En anglais, l’expression «grimper sur le cloud numéro 9» est l’équivalent de notre «grimper au septième ciel». Dans la réalité, le cloud computing n’est pourtant pas vraiment un paradis pour les données.
Le cloud dans son incarnation physique, ce sont des datacenters (fermes de serveurs) dans lesquels sont stockés et transitent des téraoctets de données personnelles et professionnelles. Des bâtiments parfois dix fois plus grands qu’un terrain de football et soumis à des risques en tout genre: incendie, inondation, effraction non virtuelle… Ou hacking des données, virtualisation (un serveur peut héberger plusieurs machines virtuelles), attaques en déni de service (surcharge du réseau) dans le cyberespace. Bref, mieux vaut oublier le risque zéro quand on décide de faire migrer ses données dans les nuages.
Pour Emmanuelle Olivié-Paul, directrice associée de la société d'études Markess, qui réalise depuis dix ans un baromètre des prestataires du cloud, «le concept de sécurité varie d'une entreprise à l'autre. Mais partout les organisations gèrent du risque». Avec plus ou moins de moyens : d'après Markess, Google n'investirait pas moins de 500 millions de dollars (442 millions d'euros) par trimestre dans ses datacenters. Tous les fournisseurs mettent en avant leur respect des normes internationales ISO et leurs systèmes de redondance (les données sont répliquées dans plusieurs datacenters). Mais malgré ces efforts financiers et techniques, les prestataires sont bien conscients de leurs faiblesses. «Le cloud est une perpétuelle leçon d'humilité. Penser qu'il n'y aura jamais de problèmes est illusoire», affirme Bernard Ourghanlian, directeur technique et sécurité chez Microsoft France.

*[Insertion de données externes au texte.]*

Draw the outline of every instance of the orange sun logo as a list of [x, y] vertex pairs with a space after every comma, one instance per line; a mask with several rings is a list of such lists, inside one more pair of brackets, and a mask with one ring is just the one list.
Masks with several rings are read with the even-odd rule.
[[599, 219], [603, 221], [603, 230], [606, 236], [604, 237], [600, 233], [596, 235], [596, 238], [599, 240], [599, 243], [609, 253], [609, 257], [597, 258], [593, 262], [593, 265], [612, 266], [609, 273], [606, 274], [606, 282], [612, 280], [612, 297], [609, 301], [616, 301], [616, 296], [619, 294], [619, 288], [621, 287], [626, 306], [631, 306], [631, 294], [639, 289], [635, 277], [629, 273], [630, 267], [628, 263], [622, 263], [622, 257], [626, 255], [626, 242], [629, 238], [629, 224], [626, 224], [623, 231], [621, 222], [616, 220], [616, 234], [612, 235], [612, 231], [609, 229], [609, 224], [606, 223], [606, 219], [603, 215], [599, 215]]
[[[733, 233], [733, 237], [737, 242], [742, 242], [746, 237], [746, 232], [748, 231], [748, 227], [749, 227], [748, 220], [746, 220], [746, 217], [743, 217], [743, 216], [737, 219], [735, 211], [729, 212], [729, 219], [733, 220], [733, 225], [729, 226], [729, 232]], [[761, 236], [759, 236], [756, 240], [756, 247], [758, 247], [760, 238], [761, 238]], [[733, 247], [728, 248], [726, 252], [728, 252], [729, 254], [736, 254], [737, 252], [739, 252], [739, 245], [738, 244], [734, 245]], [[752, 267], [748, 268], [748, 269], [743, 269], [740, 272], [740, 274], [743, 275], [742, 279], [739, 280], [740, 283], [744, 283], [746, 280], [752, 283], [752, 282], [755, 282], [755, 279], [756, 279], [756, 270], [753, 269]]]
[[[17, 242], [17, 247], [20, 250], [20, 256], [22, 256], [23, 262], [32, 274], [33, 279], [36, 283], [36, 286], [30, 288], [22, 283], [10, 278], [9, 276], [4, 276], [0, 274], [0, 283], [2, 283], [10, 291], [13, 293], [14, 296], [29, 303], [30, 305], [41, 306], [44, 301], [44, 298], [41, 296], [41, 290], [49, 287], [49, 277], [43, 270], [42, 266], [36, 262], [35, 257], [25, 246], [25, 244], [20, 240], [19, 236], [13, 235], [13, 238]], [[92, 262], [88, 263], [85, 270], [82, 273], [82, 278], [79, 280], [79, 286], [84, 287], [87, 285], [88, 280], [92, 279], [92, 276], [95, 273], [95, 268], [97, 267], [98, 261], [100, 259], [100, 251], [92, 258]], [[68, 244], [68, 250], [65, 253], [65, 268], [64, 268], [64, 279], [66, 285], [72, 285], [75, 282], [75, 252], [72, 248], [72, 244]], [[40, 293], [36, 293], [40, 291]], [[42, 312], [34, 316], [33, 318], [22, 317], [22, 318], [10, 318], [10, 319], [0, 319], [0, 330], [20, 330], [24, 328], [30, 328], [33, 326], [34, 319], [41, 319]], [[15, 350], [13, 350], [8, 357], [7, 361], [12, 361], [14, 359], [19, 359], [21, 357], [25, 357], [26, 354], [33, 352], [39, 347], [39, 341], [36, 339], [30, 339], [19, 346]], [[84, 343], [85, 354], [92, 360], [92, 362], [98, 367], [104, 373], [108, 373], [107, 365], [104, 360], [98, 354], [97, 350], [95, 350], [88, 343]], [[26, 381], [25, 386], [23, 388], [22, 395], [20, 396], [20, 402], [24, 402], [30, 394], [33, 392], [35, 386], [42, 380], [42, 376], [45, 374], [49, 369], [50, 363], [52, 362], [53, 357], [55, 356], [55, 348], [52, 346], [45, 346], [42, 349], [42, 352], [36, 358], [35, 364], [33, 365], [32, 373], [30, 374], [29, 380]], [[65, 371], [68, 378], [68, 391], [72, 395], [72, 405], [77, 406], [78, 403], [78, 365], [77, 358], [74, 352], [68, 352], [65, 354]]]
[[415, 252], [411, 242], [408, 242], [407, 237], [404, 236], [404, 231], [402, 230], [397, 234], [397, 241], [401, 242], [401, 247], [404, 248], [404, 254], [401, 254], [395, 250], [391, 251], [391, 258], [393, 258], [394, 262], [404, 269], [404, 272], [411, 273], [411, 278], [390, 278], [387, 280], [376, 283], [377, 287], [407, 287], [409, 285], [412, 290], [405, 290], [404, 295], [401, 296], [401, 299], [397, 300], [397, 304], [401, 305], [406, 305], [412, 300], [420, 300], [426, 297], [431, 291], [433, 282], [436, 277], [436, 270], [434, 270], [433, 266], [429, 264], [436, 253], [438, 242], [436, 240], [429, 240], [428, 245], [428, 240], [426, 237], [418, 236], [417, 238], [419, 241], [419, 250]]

«Humilité». Même constat chez son concurrent français OVH : «Il s'agit de mesurer le risque en industrialisant un processus de sécurité à tous les niveaux», estime Alban Schmutz, chargé de développement stratégique et des affaires publiques. Chez le prestataire nordiste, chacun des dix-sept datacenters en opération est équipé de trois arrivées électriques dont l'une pour les groupes électrogènes, prêts à prendre le relais en cas de panne de courant.
Microsoft, lui, a ajouté des batteries pour un redémarrage en dix minutes, le temps de lancer les énormes moteurs diesels des générateurs. Dans les centres du géant américain, les entrées et sorties sont très limitées et les personnels équipés de dispositifs biométriques. Fini les hangars remplis de machines vissées sur des faux planchers : Microsoft utilise désormais des conteneurs qui peuvent contenir de deux à quatre mille serveurs. «Nous ajoutons des milliers de serveurs en permanence dans une logique de sas étanche. Un camion arrive, décharge le conteneur dans une zone isolée, puis une grue prend le conteneur et le place au bon endroit. L'humain ne rentre plus dans le datacenter», détaille Bernard Ourghanlian. Un moyen de réduire au maximum l'éventualité d'un sabotage in situ.
Deuxième niveau de risque : les échanges via les diverses applications de messagerie pour les particuliers ou sectorielles pour les entreprises (relation client, comptabilité, logistique, etc.). C’est en empruntant les réseaux que les hackers viennent piocher adresses mails, numéros de téléphone et photos de stars dénudées. Les équipes dédiées à la sécurité des hébergeurs scrutent en permanence les flux pour détecter les comportements anormaux et réagir en conséquence.
Plus sûr. Outre leur protection, les prestataires doivent aussi rassurer leurs clients sur la confidentialité des informations qu'ils stockent. Depuis Edward Snowden, on sait que des agences gouvernementales comme la NSA ne se gênent pas pour accéder aux données des datacenters situés sur le sol américain. «La localisation géographique des serveurs a une influence directe sur la protection des données, car les législations diffèrent largement selon les pays», rappelle Alban Schmutz. En Europe, la confidentialité est nettement mieux protégée que dans le reste du monde. Pourtant, en dépit des risques qui menacent cette informatique déportée, mettre ses données dans le cloud serait plus sûr que les garder dans son ordinateur. «Le modèle a fait ses preuves. Mes messages sont plus en sécurité chez Google que chez moi», avance Emmanuelle Olivié-Paul. «Le niveau de sécurité de notre cloud est bien supérieur à celui de nos clients qui conservent leurs données en interne», ajoute Bernard Ourghanlian. Le ransomware par exemple, logiciel malveillant qui crypte les données d'un disque dur et les libère contre paiement, dernière menace en date, vise les ordinateurs et n'a pas (encore) atteint le cloud.